The Midrash comments that God’s command to “dwell” in the land has a double connotation:

“Dwell in the Land”: Make the land of Israel into a dwelling place – plant trees and plant crops. Another interpretation of “Dwell in the Land” is to make the Shechina dwell in the land.

At first glance, these two approaches seem to be at odds with one another. Planting and cultivating the land develops it physically, while creating a home for the Divine Presence seems to be a spiritual pursuit. 

However, as is often the case, the two interpretations of the Midrash are complementary and not contradictory. When relating to the Land of Israel, the material and spiritual work in tandem.
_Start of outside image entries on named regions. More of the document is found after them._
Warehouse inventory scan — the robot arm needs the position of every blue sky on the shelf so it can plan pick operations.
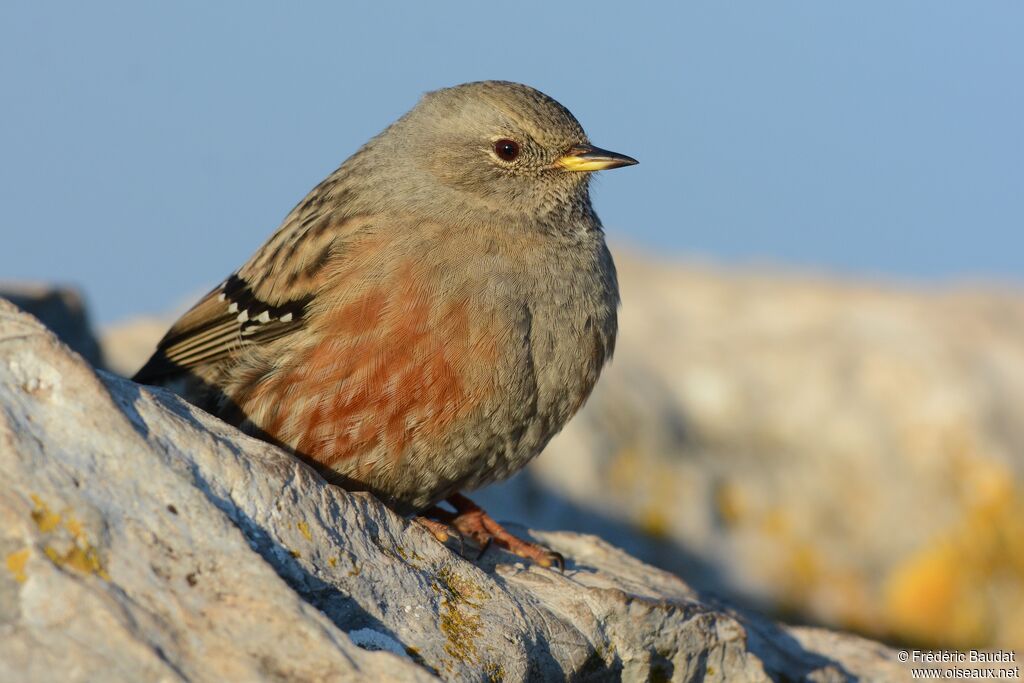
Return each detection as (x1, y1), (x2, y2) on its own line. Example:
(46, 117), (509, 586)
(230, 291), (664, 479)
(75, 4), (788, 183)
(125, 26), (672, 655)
(0, 0), (1024, 322)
As Rav Kook beautifully writes, “the sanctity of the Land of Israel is the sanctity of nature.” In the Land of Israel, we can sense that plowing, planting, and other activities usually associated with the material buildup of the land also help create a home for the Shechina. 

This theme also appears later in the parsha. Yitzhak blesses Yaakov with the “dew of the heaven and the fats of the land,” once again combining the heavenly with the earthly. The blessing then makes reference to Esav serving Yaakov, a clear reference to a time period when the Jewish people are sovereign in the Land of Israel. This combination of materiality and spirituality occurs in the Land.

Perhaps it is with this synthesis in mind that the Midrash offers a surprising interpretation of Yitzhak’s blessing: “from the dew of the heaven – this is Yerushalayim.” This synthesis between heaven and earth reaches its zenith in Yerushalayim which is the terrestrial gateway to heaven. As the students of the Vilna Gaon have taught us, the “physical” settling and building of homes in Yerushalayim is a prerequisite for God’s presence to return to the city. It is our dwelling in the city that paves the path for God to make the city into His dwelling place as well.